How Venture Harbour uses ActiveCampaign to automate their businesses
Venture Harbour uses ActiveCampaign to run both internal and external parts of their operation.
They use ActiveCampaign to manage:
- Internal onboarding
- HR operations
- “Lego-block” marketing strategies
- DevOps processes
One of the many ways Venture Harbour uses ActiveCampaign is to get vital feedback from customers. Marcus sends automated emails (set up to look like personal emails) that ask for feedback shortly after people try a product.
“We found that including a small amount of personalization massively improves the response rate,” Marcus says. “On our website we ask people about their business. In the email we’d say, “We appreciate your [business name] using our product.”

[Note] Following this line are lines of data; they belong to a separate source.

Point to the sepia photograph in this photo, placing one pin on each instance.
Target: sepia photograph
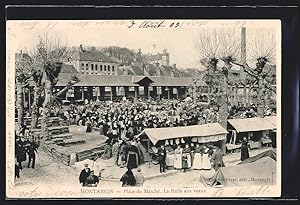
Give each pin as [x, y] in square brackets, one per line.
[143, 108]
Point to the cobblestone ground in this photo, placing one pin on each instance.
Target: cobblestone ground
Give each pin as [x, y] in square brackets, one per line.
[50, 171]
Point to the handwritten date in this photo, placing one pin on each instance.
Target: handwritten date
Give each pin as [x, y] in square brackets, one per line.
[153, 24]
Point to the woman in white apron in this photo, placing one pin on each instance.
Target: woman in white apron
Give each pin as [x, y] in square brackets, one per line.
[205, 160]
[197, 164]
[178, 158]
[187, 151]
[170, 158]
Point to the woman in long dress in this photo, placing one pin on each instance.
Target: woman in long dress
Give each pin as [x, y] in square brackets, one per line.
[178, 158]
[197, 164]
[187, 152]
[205, 160]
[170, 159]
[244, 150]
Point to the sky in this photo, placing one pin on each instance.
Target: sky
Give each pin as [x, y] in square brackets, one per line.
[179, 37]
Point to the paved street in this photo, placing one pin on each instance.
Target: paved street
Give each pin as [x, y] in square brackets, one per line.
[49, 171]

Marketing automation helps your emails hit their target.
Marcus says that personalization makes customer response rates “soar, which we can then use to improve the product faster.”
Venture Harbour’s products have helped hundreds of companies grow their businesses online. With 9 businesses under their belt, only one question remains.
What business will Venture Harbour build next?
How can you save time…when there are so many steps involved?
That’s how long it takes to refocus each time you get distracted.
Every work environment is filled with distractions, and those interruptions can really add up throughout the day. Brains can only process so much info at once— and overload can hurt your ability to focus (and is proven to negatively impact our health).
It only takes three distractions in a day to lose an hour of work. An hour!
What can you do to reduce those distractions?
Serene, Venture Harbour’s newest app, helps people take control over distractions in the modern work environment…and get their focus back.
Serene is a unique app — there are a lot of apps out there, each focused on a different way to improve productivity. Serene combines the methods that work, pulling them all into the same place. Instead of setting up all the tools separately (and possibly forgetting one), you can just hit a button.
What would you accomplish if you had zero distractions?
Marcus played around with many of the productivity solutions already on the market. “I noticed they all helped, they all did the job they were meant to do…but…”
…but it was hard to get them all synced. Remembering to sync all of them was even harder.
“At one point,” Marcus remembers, “I had focus music playing from BrainFM, I had multiple website and app blockers, and my phone was set to Do Not Disturb. If I wanted to get something done I had 10 tools I had to use. And I had to remember to turn all of them on.”
Think of everything you use to shield yourself from work distractions so that you can get into a deep work state.
With Serene, you trigger all those steps with just one click.
Serene prompts you to set your most important goal each day, and then gives you the space to get it done by removing distractions.
Do distractions keep you from doing your best work? Try Serene for yourself and take back your time.
Automation for automation’s sake isn’t the answer.
Marcus has some advice about how to best use automation in your business:
“Some things are easy to automate, but that doesn’t mean they should be automated after all. Focus on automating the things that either save you time, money, or energy. If there’s a task you can’t stand doing, or one that wastes a lot of time, that’s where you should start.”
The ability to automate routine-but-essential tasks gives you the space to grow your business — not just maintain it.